Mon frère aîné faisait de la photo quand j’étais enfant, dans les années 70. J’ai toujours été marqué par ses images. Je pense à une photo en particulier, d’une de mes nièces dans un champ, issue d’une série en couleur. Passée la profonde nostalgie d’un temps irrémédiablement perdu et d’un monde qui n’existera plus, j’en ai toujours retenu la vigueur des couleurs : les yeux bleus de Stéphanie, sa blondeur réchauffée par le soleil couchant, ses vêtements rouges et bleus ainsi que son petit bouquet d’enfant jaune et blanc. Dans le contraste du gilet d’hiver et des fleurs de printemps, on sent la précocité de cette saison en Provence. L’expression décidée de ma nièce – qui a l’air d’expliquer au monde ce qu’il doit penser – finit de poser le tableau. J’ai souvent croisé cette photo, elle trône dans mon panthéon personnel et donc, me construit.
Il y a une dizaine d’années, il m’a offert ses livres de l’époque : L’encyclopédie LIFE de la photographie et un livre de Clergue sur la Camargue. A présent, je me demande si l’origine de sa pratique est liée aux Rencontres de la photographie d’Arles. Clergue en est le fondateur, nous sommes un peu arlésiens, est-ce que tout a commencé là pour mon frère ? Et par ricochet un peu débuté là pour moi aussi ? Il faudra que je le lui demande.

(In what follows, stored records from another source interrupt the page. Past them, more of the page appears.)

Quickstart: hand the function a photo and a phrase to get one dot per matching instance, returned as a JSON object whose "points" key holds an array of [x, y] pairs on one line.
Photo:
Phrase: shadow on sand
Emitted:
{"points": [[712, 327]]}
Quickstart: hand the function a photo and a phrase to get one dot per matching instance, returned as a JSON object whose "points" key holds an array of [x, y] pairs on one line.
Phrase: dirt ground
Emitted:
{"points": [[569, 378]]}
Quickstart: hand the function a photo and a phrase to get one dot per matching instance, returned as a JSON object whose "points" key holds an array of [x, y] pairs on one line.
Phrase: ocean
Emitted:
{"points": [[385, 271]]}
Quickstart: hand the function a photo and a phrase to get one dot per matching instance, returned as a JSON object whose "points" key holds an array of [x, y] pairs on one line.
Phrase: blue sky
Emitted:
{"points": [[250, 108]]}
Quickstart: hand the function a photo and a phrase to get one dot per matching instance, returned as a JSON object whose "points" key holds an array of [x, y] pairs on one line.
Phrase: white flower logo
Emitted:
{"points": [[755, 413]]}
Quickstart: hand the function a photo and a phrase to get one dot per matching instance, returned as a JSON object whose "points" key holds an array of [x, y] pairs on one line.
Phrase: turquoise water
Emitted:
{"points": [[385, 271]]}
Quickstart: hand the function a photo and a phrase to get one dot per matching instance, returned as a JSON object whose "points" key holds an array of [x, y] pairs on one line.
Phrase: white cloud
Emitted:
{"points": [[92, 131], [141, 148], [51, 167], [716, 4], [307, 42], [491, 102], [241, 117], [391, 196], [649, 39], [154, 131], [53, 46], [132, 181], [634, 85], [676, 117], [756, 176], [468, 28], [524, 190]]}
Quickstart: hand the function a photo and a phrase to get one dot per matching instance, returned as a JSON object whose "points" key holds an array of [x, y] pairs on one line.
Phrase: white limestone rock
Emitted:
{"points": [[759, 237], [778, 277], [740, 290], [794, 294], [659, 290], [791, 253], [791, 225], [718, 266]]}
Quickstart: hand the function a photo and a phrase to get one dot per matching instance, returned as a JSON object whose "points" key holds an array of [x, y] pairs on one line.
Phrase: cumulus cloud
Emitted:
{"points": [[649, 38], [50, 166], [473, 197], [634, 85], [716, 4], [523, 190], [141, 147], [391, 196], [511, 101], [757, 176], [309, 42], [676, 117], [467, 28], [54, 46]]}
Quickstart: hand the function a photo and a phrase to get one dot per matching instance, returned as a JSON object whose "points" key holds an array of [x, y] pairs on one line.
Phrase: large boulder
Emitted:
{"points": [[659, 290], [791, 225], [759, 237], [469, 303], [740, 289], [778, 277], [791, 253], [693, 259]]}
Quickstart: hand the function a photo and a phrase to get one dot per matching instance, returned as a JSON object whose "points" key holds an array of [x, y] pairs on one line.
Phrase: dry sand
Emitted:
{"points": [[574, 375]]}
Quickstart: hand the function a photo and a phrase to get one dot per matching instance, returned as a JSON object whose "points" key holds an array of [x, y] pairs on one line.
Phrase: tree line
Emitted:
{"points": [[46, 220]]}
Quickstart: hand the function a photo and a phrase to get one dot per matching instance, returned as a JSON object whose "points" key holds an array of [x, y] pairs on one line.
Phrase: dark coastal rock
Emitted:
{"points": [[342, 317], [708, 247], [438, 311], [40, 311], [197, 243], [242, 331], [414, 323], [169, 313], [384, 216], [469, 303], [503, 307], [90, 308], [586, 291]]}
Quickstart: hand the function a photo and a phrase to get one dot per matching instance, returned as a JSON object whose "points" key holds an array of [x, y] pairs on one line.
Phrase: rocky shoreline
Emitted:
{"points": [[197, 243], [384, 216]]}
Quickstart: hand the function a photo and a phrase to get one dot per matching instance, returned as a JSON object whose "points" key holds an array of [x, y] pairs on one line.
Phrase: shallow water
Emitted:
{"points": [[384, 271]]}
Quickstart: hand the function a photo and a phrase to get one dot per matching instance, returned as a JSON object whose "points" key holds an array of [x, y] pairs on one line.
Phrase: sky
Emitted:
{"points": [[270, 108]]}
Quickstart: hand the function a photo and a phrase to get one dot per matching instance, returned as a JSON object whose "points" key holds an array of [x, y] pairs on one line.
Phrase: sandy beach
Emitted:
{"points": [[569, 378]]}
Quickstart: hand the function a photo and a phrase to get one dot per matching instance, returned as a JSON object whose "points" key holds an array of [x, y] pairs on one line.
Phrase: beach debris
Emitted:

L’encyclopédie – à peine plus vieille que moi – est venue compléter ma collection d’ouvrages et c’est un de ceux que je consulte le plus régulièrement. Je n’en tire pas toujours quelque chose de concret, mais j’ai plaisir à replonger dans le savoir de l’époque. J’admire quelques photos marquantes, et pour continuer à rêver, je fantasme sur les techniques anciennes.